Проглотив кусок мяса, я улучил момент, поднял голову и, переполненный эмоциями, полными слез глазами с глубокой признательностью глянул на дядюшку Ханя.

– Как, Сяотун, будешь мне сыном? – Он потрепал меня по голове: – Станешь моим сыном, точно будешь есть мясо.

Я решительно кивнул…

Невезучий дядюшка Хань, лежа в канаве и хлопая глазами, смотрел, как мы пробегаем рядом с его мотоциклом. Тот лежал у дерева, мотор еще грохотал, искривленное от удара о ствол колесо еще вращалось, хоть и с трудом: обода со скрежетом терлись о крыло. Слышно было, как он крикнул нам вслед:

– Ян Юйчжэнь, вы в город? Передайте там, чтобы мне приехали помочь…

Думаю, мать даже не разобрала, что крикнул дядюшка Хань. Ею владели, наверное, лишь досада и гнев, а может быть, сожаление и надежда. Я не она, могу лишь догадываться, что у нее на уме. Может, она и сама не понимала, что у нее творится в душе. Помня дядюшкину доброту, когда он угощал меня собачьим мясом, я хотел помочь ему выбраться из канавы, но из руки матери было не вырваться.

Нас быстро обошел велосипедист, казалось, он нас побаивается. Я с первого взгляда узнал его: это Шэнь Ган, который должен нам две тысячи юаней. На самом деле давно уже не две. Он занял их больше двух лет назад под два фэня в месяц, и процент на процент, как говорится, «осел знай себе катается по земле», вот на сегодняшний день уже накатался на все три тысячи, мать вроде говорила. Я не раз вместе с матерью ходил к нему домой требовать деньги, поначалу он признавал долг и говорил, что скоро изыщет средства и вернет деньги, но потом пошел в отказ, стал, как говорится, изображать дохлую собаку. Вытаращив глаза, он говорил матери:

– Ян Юйчжэнь, я как дохлая свинья, которой кипяток не страшен. Денег нет, а с жизнью жаль расставаться, торговля моя – одни убытки, посмотри, найдешь что ценное – забирай, нет – отправляй меня в полицейский участок, я как раз ищу местечко, где бы поесть.

Мы осмотрели дом, но, кроме котла с налипшей свиной щетиной и старого велосипеда, ничего ценного там не было. Жена его, похоже, тяжело больная, с охами и стонами лежала на кане. Он занял у нас денег в позапрошлом году накануне Праздника весны[27], сказав, что собирается привезти с юга партию недорогих гуандунских колбасок, а во время праздника продать их с большой выгодой. Одурманенная его красивыми речами, мать дала деньги. Я смотрел, как она достает откуда-то из-за пазухи замасленные купюры, послюнив пальцы, отсчитывает одну за другой и несколько раз перепроверяет сумму. Перед тем, как вручить их Шэнь Гану, мать торжественно произнесла:

– Ты, Шэнь Ган, должен понимать, что нам, сироте и вдове, эти деньги достались ох как нелегко.
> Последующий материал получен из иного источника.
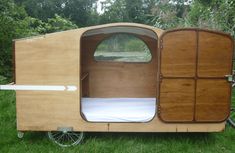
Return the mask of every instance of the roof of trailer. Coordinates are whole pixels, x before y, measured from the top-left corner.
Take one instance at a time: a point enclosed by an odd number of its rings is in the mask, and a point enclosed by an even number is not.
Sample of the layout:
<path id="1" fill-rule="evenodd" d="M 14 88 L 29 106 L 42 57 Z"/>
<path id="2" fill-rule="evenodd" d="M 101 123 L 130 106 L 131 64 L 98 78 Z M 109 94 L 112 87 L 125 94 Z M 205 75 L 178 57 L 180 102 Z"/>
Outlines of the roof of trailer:
<path id="1" fill-rule="evenodd" d="M 31 37 L 25 37 L 25 38 L 20 38 L 20 39 L 14 39 L 13 41 L 20 41 L 20 40 L 26 40 L 26 39 L 34 39 L 34 38 L 39 38 L 39 37 L 45 37 L 49 35 L 57 35 L 60 33 L 66 33 L 66 32 L 79 32 L 79 34 L 82 36 L 84 32 L 89 31 L 89 30 L 95 30 L 95 29 L 102 29 L 102 28 L 108 28 L 108 27 L 137 27 L 137 28 L 144 28 L 148 30 L 153 30 L 154 32 L 157 33 L 159 36 L 160 34 L 163 33 L 164 30 L 145 25 L 145 24 L 139 24 L 139 23 L 109 23 L 109 24 L 102 24 L 102 25 L 96 25 L 96 26 L 89 26 L 89 27 L 82 27 L 82 28 L 77 28 L 77 29 L 71 29 L 71 30 L 66 30 L 66 31 L 60 31 L 60 32 L 53 32 L 53 33 L 48 33 L 44 35 L 38 35 L 38 36 L 31 36 Z"/>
– Коли не доверяешь, тетушка, не давай, – заявил Шэнь Ган. – Ко мне много кто пристает с предложением взять в долг, но я, учитывая ваши невеселые обстоятельства, решил дать подзаработать вам…
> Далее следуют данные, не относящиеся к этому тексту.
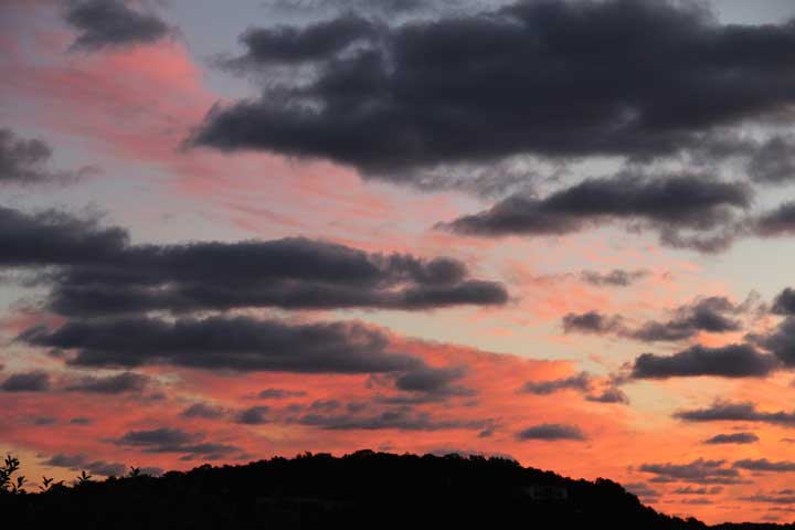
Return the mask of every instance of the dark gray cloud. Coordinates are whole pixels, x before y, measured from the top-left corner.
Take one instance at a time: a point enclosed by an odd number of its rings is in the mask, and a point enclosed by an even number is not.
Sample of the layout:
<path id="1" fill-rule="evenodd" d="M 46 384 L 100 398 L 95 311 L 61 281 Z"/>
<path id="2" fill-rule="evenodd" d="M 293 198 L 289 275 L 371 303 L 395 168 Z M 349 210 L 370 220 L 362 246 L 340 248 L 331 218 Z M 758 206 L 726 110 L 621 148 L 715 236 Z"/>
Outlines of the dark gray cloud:
<path id="1" fill-rule="evenodd" d="M 627 395 L 616 386 L 608 386 L 602 392 L 589 394 L 585 396 L 585 399 L 595 403 L 621 403 L 624 405 L 629 404 L 629 398 L 627 398 Z"/>
<path id="2" fill-rule="evenodd" d="M 653 483 L 739 484 L 740 473 L 725 460 L 698 458 L 688 464 L 643 464 L 638 469 L 655 475 Z"/>
<path id="3" fill-rule="evenodd" d="M 772 505 L 795 505 L 795 491 L 792 489 L 782 489 L 770 494 L 759 492 L 756 495 L 740 497 L 740 500 L 748 502 L 766 502 Z M 792 508 L 787 509 L 787 511 L 792 511 Z"/>
<path id="4" fill-rule="evenodd" d="M 751 198 L 748 184 L 704 174 L 619 173 L 587 179 L 543 199 L 515 194 L 489 210 L 439 226 L 485 236 L 562 235 L 624 221 L 633 230 L 656 230 L 669 246 L 717 252 L 741 233 L 736 218 L 750 206 Z M 707 235 L 691 237 L 686 232 Z"/>
<path id="5" fill-rule="evenodd" d="M 753 340 L 770 350 L 787 367 L 795 365 L 795 317 L 787 317 L 770 333 L 753 336 Z"/>
<path id="6" fill-rule="evenodd" d="M 628 404 L 629 399 L 624 392 L 616 386 L 605 386 L 594 389 L 596 382 L 587 372 L 580 372 L 574 375 L 561 379 L 552 379 L 548 381 L 528 381 L 524 383 L 520 392 L 527 392 L 537 395 L 551 394 L 561 390 L 575 390 L 585 395 L 585 400 L 594 403 L 623 403 Z"/>
<path id="7" fill-rule="evenodd" d="M 619 316 L 608 317 L 597 311 L 570 312 L 563 317 L 563 331 L 566 333 L 618 333 L 624 330 L 624 319 Z"/>
<path id="8" fill-rule="evenodd" d="M 528 381 L 522 385 L 521 391 L 541 395 L 568 389 L 587 392 L 591 390 L 592 382 L 593 379 L 587 372 L 580 372 L 569 378 L 552 379 L 548 381 Z"/>
<path id="9" fill-rule="evenodd" d="M 130 431 L 112 442 L 119 446 L 138 448 L 145 453 L 184 453 L 184 457 L 201 457 L 208 460 L 240 452 L 240 448 L 233 445 L 204 442 L 203 439 L 204 434 L 202 433 L 189 433 L 173 427 L 159 427 Z"/>
<path id="10" fill-rule="evenodd" d="M 787 287 L 773 300 L 771 311 L 775 315 L 795 316 L 795 289 Z"/>
<path id="11" fill-rule="evenodd" d="M 678 411 L 674 417 L 686 422 L 756 422 L 784 426 L 795 425 L 795 411 L 762 412 L 750 402 L 716 401 L 706 409 Z"/>
<path id="12" fill-rule="evenodd" d="M 268 412 L 271 412 L 268 406 L 250 406 L 237 414 L 236 421 L 245 425 L 262 425 L 271 422 Z"/>
<path id="13" fill-rule="evenodd" d="M 519 431 L 516 433 L 516 438 L 519 441 L 540 439 L 550 442 L 561 439 L 583 441 L 585 435 L 576 425 L 543 423 Z"/>
<path id="14" fill-rule="evenodd" d="M 316 22 L 300 29 L 288 25 L 250 28 L 240 36 L 246 54 L 225 64 L 245 68 L 271 63 L 321 61 L 357 41 L 372 40 L 378 33 L 378 26 L 358 15 Z"/>
<path id="15" fill-rule="evenodd" d="M 388 337 L 357 322 L 287 325 L 247 317 L 126 318 L 73 321 L 20 336 L 30 344 L 70 350 L 72 365 L 167 363 L 203 369 L 301 373 L 388 373 L 425 370 L 391 352 Z"/>
<path id="16" fill-rule="evenodd" d="M 127 467 L 124 464 L 91 460 L 86 455 L 67 455 L 59 453 L 42 462 L 45 466 L 65 467 L 73 470 L 85 470 L 89 475 L 102 475 L 105 477 L 120 477 L 125 475 Z"/>
<path id="17" fill-rule="evenodd" d="M 738 316 L 749 311 L 748 301 L 735 305 L 722 296 L 698 298 L 672 311 L 668 320 L 648 320 L 630 327 L 621 316 L 607 316 L 598 311 L 571 312 L 563 317 L 565 332 L 616 335 L 643 342 L 681 341 L 695 338 L 699 332 L 724 333 L 742 329 Z"/>
<path id="18" fill-rule="evenodd" d="M 265 0 L 265 6 L 276 14 L 322 17 L 365 13 L 375 17 L 405 17 L 434 14 L 469 6 L 467 0 Z"/>
<path id="19" fill-rule="evenodd" d="M 96 220 L 0 208 L 0 267 L 44 268 L 40 280 L 52 285 L 47 306 L 67 316 L 236 307 L 426 310 L 508 300 L 501 284 L 471 278 L 448 257 L 365 253 L 301 237 L 128 241 L 127 231 Z"/>
<path id="20" fill-rule="evenodd" d="M 795 202 L 785 202 L 774 210 L 759 215 L 754 231 L 762 236 L 791 235 L 795 233 Z"/>
<path id="21" fill-rule="evenodd" d="M 642 497 L 646 500 L 657 499 L 659 497 L 659 491 L 651 488 L 646 483 L 627 483 L 623 484 L 622 486 L 630 494 L 636 495 L 637 497 Z"/>
<path id="22" fill-rule="evenodd" d="M 692 486 L 685 486 L 681 488 L 676 488 L 674 490 L 676 495 L 718 495 L 721 491 L 723 491 L 723 486 L 711 486 L 709 488 L 695 488 Z"/>
<path id="23" fill-rule="evenodd" d="M 782 183 L 795 179 L 795 142 L 774 136 L 753 149 L 748 173 L 759 182 Z"/>
<path id="24" fill-rule="evenodd" d="M 339 41 L 325 53 L 293 55 L 316 64 L 314 78 L 214 107 L 191 141 L 399 178 L 406 167 L 522 152 L 667 155 L 793 100 L 791 24 L 722 25 L 689 2 L 534 1 L 393 26 L 370 21 L 353 32 L 363 41 L 353 50 L 338 44 L 350 39 L 344 18 L 332 21 Z M 268 55 L 316 31 L 272 33 Z"/>
<path id="25" fill-rule="evenodd" d="M 481 431 L 491 426 L 490 421 L 454 420 L 435 417 L 410 406 L 371 414 L 305 414 L 297 423 L 328 431 Z"/>
<path id="26" fill-rule="evenodd" d="M 306 395 L 303 390 L 265 389 L 257 394 L 261 400 L 284 400 L 286 398 L 301 398 Z"/>
<path id="27" fill-rule="evenodd" d="M 733 317 L 740 311 L 742 306 L 735 306 L 725 297 L 700 298 L 677 308 L 670 320 L 648 321 L 629 335 L 637 340 L 656 342 L 690 339 L 699 331 L 711 333 L 739 331 L 742 329 L 742 322 Z"/>
<path id="28" fill-rule="evenodd" d="M 637 379 L 717 375 L 761 378 L 780 368 L 778 359 L 751 344 L 717 348 L 693 346 L 672 356 L 644 353 L 635 359 L 632 374 Z"/>
<path id="29" fill-rule="evenodd" d="M 11 129 L 0 127 L 0 184 L 42 184 L 74 182 L 94 171 L 56 171 L 47 168 L 52 148 L 38 138 L 17 137 Z"/>
<path id="30" fill-rule="evenodd" d="M 771 462 L 767 458 L 760 459 L 742 459 L 736 460 L 733 465 L 735 469 L 748 469 L 750 471 L 774 471 L 786 473 L 795 471 L 795 462 Z"/>
<path id="31" fill-rule="evenodd" d="M 729 433 L 729 434 L 716 434 L 711 438 L 703 441 L 704 444 L 719 445 L 719 444 L 755 444 L 759 442 L 759 436 L 753 433 Z"/>
<path id="32" fill-rule="evenodd" d="M 474 392 L 456 384 L 466 375 L 465 367 L 423 367 L 400 375 L 395 388 L 405 392 L 446 395 L 471 395 Z"/>
<path id="33" fill-rule="evenodd" d="M 123 252 L 127 242 L 125 230 L 100 227 L 95 219 L 0 206 L 0 267 L 104 263 Z"/>
<path id="34" fill-rule="evenodd" d="M 193 403 L 181 412 L 183 417 L 198 417 L 201 420 L 218 420 L 226 414 L 220 406 L 209 405 L 206 403 Z"/>
<path id="35" fill-rule="evenodd" d="M 136 11 L 123 0 L 71 0 L 64 18 L 78 32 L 71 50 L 148 44 L 173 32 L 156 14 Z"/>
<path id="36" fill-rule="evenodd" d="M 12 373 L 0 384 L 3 392 L 46 392 L 50 390 L 50 375 L 45 372 Z"/>
<path id="37" fill-rule="evenodd" d="M 597 287 L 628 287 L 648 275 L 648 271 L 622 271 L 616 268 L 610 273 L 583 271 L 580 277 L 583 282 Z"/>
<path id="38" fill-rule="evenodd" d="M 108 377 L 84 377 L 66 385 L 71 392 L 95 392 L 99 394 L 123 394 L 142 392 L 149 384 L 149 378 L 132 372 Z"/>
Впоследствии он действительно пригнал целый грузовик колбасок и разгружал во дворе упаковку за упаковкой, пока над забором не выросла целая гора. «Шэнь Ган на этот раз разбогатеет!» – говорили в деревне. Держа во рту колбаску, будто сигару, он с довольным видом разглагольствовал перед собравшимися зеваками:

– Ну, теперь удача пошла, только успевай поворачиваться.
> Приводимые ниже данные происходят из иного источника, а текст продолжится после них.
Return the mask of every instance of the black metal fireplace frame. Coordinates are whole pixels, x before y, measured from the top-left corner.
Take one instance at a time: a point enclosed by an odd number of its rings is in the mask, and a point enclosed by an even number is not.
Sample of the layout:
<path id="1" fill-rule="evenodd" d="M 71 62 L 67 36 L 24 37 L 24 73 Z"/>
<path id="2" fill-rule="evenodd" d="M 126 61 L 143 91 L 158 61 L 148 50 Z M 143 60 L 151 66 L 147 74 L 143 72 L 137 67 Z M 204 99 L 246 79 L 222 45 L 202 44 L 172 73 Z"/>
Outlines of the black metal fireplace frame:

Один проходивший мимо Лао Лань вылил на него ушат холодной воды:

– Ты, брат, не очень-то празднуй – надо было заранее договориться с холодильным складом, иначе, как потеплеет, наплачешься.

Тогда холодина стояла страшная, псы, поджав хвост, бегали. Шэнь Ган яростно куснул задубевшую, как мороженое, колбаску и, как ни в чем не бывало, заявил:

– Паршивый из тебя староста, Лао Лань, совсем не хочешь, чтобы народ в деревне богател, что ли? Вот буду с прибылью, сделаю тебе подношение.

На что Лао Лань отвечал:

– Не надо мою доброжелательность принимать за злодейство, Шэнь Ган. Прежде всего не спеши праздновать победу – ты, паршивец, еще слезно умолять меня будешь! Вообще-то управляющий холодильным складом в городе – мой названый брат.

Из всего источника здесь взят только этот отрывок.